Although BannerWeb is a system used by colleges across the country, UR only pays for a database that can accommodate approximately 3,000 students. The system crashed when 3,300 registration sessions began, Basel Arafat, a sophomore majoring in computer science, said.

It is likely that these 2,400 extra sessions were only created by around a dozen students, Arafat said.

“I actually spoke to someone from information services," Arafat said. "It wasn’t 100 kids who did that. It was only about 20 people who ruined it for everybody."

These 20 people used a simple computer code that processed registration for them, Arafat explained. The code runs by the nanosecond and, if detected, the code will continue to log in each time the system kicks it out, Arafat said.

“The system tracks these inhuman activities and once it finds out that there is inhuman activity — since everything is done in nanoseconds — it will find out this is a computer action," Arafat said. "Their method of stopping this action is basically by making everybody jammed out, so they will filter out which is the computer and which is not the computer.”

The code itself is simple, Arafat said.

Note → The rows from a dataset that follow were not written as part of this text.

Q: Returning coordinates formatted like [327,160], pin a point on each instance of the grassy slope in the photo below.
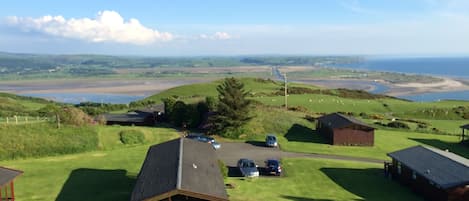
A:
[298,135]
[98,175]
[325,180]
[13,104]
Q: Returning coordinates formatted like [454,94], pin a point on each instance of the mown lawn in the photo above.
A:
[385,141]
[98,175]
[323,180]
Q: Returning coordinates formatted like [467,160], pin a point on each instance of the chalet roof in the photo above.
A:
[444,168]
[152,108]
[180,166]
[337,120]
[129,117]
[7,175]
[465,126]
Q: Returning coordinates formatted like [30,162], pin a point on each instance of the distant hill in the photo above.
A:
[56,66]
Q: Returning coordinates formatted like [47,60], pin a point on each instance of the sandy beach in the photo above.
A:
[446,85]
[112,86]
[147,87]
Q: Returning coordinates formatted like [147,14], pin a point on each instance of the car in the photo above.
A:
[248,168]
[272,166]
[271,141]
[206,139]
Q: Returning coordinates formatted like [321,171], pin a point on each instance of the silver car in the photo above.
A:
[271,141]
[248,168]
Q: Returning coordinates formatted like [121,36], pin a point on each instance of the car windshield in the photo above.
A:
[272,163]
[250,164]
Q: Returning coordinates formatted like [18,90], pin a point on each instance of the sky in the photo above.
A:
[236,27]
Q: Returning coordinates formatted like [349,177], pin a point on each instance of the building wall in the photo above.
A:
[419,184]
[325,131]
[353,136]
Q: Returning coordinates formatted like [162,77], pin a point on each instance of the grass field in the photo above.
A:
[323,180]
[98,175]
[110,176]
[385,141]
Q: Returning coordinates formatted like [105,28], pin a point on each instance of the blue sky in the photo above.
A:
[180,28]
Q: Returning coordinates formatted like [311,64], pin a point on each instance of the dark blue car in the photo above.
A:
[273,166]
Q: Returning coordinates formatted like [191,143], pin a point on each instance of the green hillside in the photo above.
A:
[317,100]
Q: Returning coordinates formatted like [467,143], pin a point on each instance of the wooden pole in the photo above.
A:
[286,92]
[12,191]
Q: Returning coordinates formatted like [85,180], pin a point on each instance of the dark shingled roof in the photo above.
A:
[444,168]
[178,166]
[465,126]
[337,120]
[7,175]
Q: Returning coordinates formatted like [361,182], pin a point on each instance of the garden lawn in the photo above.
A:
[324,180]
[385,141]
[100,175]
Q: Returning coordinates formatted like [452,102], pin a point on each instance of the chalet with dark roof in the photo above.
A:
[148,116]
[437,175]
[345,130]
[180,169]
[7,177]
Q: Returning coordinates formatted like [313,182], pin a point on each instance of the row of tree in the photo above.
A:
[224,116]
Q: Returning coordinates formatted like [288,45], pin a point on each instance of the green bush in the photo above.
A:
[132,137]
[44,139]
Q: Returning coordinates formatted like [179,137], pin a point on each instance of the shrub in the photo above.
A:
[398,124]
[422,126]
[132,137]
[74,116]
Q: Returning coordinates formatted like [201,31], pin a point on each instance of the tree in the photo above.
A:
[233,109]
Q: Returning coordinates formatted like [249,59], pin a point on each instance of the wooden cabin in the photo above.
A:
[345,130]
[435,174]
[180,170]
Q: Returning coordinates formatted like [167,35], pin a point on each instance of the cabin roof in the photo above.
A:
[7,175]
[128,117]
[444,168]
[337,120]
[180,165]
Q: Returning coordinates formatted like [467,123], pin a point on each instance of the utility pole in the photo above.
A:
[286,91]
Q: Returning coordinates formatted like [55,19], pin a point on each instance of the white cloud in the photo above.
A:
[217,36]
[107,26]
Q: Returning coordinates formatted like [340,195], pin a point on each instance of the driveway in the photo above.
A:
[231,152]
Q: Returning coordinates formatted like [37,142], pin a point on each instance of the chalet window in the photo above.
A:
[399,168]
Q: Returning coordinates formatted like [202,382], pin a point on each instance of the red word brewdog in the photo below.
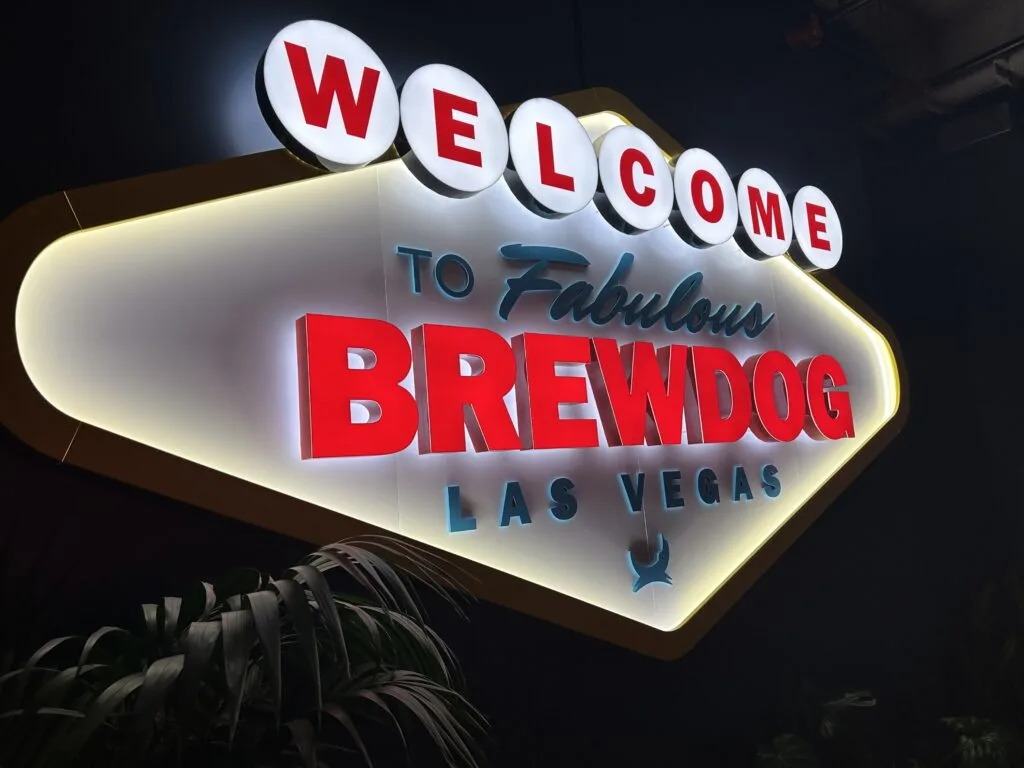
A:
[605,376]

It is approximately 200 lines long and can be found on coding websites all over the Internet.

“It’s not even hacking, so it won’t be a crime," Arafat said. "Basically, it’s only an honor code violation."

Hacking or not, the students who did this are at risk of facing consequence.

It remains unclear whether UR’s Honor Council will investigate, but it would be fairly easy to determine which students are responsible, because each computer has a unique service code, Arafat said.